Philosophy, Politics and Economics (PPE)
Submitted by Sarah
As a Slovak who is conscious of my nation’s turbulent history, I have been fascinated by questions that fall within the domains of Politics, Philosophy, and Economics. From questions about Slovakia’s Communist past, her current membership of the EU, and her economic future I am constantly grappling with broader issues and concepts that transcend my nation’s history and bring me to the great debates that constitute the lifeblood of my chosen course.
Influenced by my mother’s stories about her upbringing under Soviet rule I have long had an interest in both the theory and implementation of Marxist thought. Initially this interest brought me to ‘Communist Czechoslovakia’ by Dr Kevin McDermott which disturbed me with its description of real-world oppression, but it also brought me to Marx’s ‘Communist Manifesto’. Reading this text to better understand an ideology which played such a significant role in my nation’s history I found myself questioning the morality of Marxism and wondering if the attempt to move power from the bourgeoisie to the proletariat via the state would always end up – as was the case in Slovakia – with power simply being centralised in the hands of state bureaucrats. This question continues to intrigue me and provided the basis for my EPQ: “By eliminating the class system, Marxism ideology provides a just society.’ To what extent is this statement correct”.
Another debate that I find fascinating is the role and function of mathematical models in economic thought. At the University of Oxford UNIQ Summer School, I was introduced to the Neyman-Rubin causal model. This non-parametric model is revolutionary and seemingly of high utility; quantifying causal effect is vital to rational decision-making. However, reading George Szpiro’s ‘Price the Future’ and learning about how the Black Scholes’s model may have contributed to the 2008 financial crisis I am much more sensitive and alert to the way in such models may disguise more than they reveal. This is certainly not to say that such models are irrelevant to economics but we may need to show much more care in how we use them, and the possibly suspect assumptions upon which they are based.
Even though my background has brought me to important debates about society, I am also drawn to fundamental questions about truth, reality and ultimate meaning. I explored this interest when I entered the 2017 John Locke essay competition, arguing that the five-minute hypothesis (5MH) - the belief that the universe came into existence only five minutes ago, and all apparent knowledge of a past beyond that is a product of the time of creation – shouldn’t be believed. However despite my conclusion I found it both fascinating and a little disturbing that this theory, birthed to strengthen Russell’s argument about memory, is hard, if not impossible to disprove. The 5MH is certainly at odds with common sense and counter-intuitive but nonetheless it has a certain logical sense. It is such insights and challenges that I find deeply appealing about Philosophy and which can only add greater depth and value to my other areas of interest.

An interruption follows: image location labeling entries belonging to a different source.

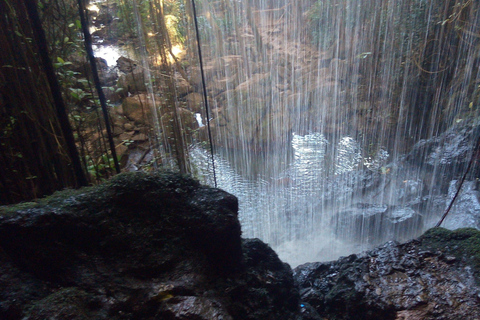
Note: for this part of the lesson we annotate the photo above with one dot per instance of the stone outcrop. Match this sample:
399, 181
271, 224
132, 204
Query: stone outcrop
141, 246
434, 277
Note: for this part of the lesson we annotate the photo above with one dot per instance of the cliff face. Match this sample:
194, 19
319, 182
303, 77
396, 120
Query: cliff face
138, 247
434, 277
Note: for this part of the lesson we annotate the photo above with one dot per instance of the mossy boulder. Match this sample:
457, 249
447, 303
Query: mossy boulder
141, 246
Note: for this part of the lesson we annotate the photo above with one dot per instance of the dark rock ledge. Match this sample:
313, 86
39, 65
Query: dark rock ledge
138, 247
433, 277
161, 246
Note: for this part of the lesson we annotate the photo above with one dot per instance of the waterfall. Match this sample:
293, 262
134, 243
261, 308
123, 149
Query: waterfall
315, 103
339, 124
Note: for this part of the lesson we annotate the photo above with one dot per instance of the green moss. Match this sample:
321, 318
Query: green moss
461, 243
94, 199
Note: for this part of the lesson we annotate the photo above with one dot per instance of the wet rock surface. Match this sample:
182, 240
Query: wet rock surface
434, 277
141, 246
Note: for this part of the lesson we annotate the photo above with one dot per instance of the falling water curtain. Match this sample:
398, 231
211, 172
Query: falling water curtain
37, 150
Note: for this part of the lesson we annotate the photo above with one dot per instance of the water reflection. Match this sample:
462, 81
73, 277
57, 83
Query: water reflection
284, 205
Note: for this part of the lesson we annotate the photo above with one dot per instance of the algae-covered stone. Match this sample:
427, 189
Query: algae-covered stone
141, 246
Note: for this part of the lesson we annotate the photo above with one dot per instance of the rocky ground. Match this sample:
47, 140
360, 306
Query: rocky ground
434, 277
161, 246
139, 247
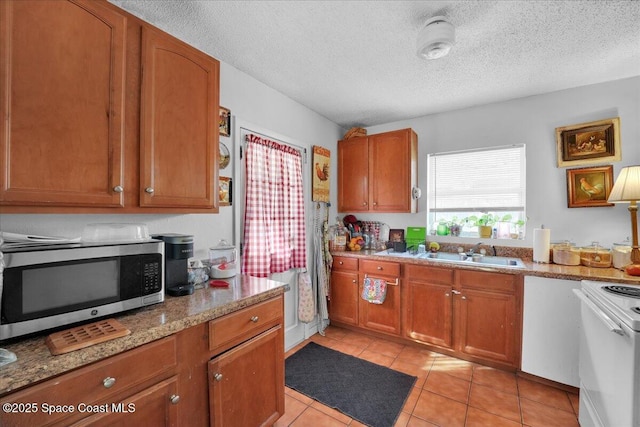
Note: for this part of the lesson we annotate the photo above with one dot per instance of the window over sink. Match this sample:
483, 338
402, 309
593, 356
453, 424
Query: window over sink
473, 192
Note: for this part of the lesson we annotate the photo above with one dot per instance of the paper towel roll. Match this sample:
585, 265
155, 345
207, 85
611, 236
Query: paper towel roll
541, 244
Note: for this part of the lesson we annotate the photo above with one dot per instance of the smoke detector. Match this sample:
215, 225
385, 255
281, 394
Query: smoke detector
436, 38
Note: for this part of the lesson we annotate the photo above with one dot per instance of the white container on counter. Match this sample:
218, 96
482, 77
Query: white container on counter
566, 253
621, 255
223, 261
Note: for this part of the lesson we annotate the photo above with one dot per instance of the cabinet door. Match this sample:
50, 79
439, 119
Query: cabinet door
353, 175
246, 384
62, 103
487, 325
155, 406
392, 171
383, 317
429, 312
343, 304
179, 133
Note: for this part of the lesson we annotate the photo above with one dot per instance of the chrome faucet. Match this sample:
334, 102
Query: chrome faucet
473, 249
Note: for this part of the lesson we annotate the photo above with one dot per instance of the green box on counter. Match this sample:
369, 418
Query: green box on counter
415, 236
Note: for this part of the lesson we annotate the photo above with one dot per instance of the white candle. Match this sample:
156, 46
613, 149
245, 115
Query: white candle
541, 244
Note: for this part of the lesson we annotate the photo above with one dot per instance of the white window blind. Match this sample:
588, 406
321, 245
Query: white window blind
491, 179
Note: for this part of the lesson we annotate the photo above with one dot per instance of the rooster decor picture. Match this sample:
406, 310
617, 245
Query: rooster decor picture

Apart from wider reading, essay competitions and summer schools there are many other ways in which I have fuelled my interest in PPE. For example, in my work experience at the United Nations in Geneva, I reflected on the importance of international cooperation to secure basic human rights and dignity worldwide. After visiting the Houses of Parliament, I completed an introductory MOOC into UK Politics to understand more about the dynamics of our bicameralism. While working at Deloitte, I learnt about how government regulation and systems of taxation shape the decisions of small business owners. As has hopefully been demonstrated I have deep and abiding interest in Politics, Philosophy and Economics and it is due to this that I seek to read them at university, finding answers to the many questions I have about the society, world and reality in which I live.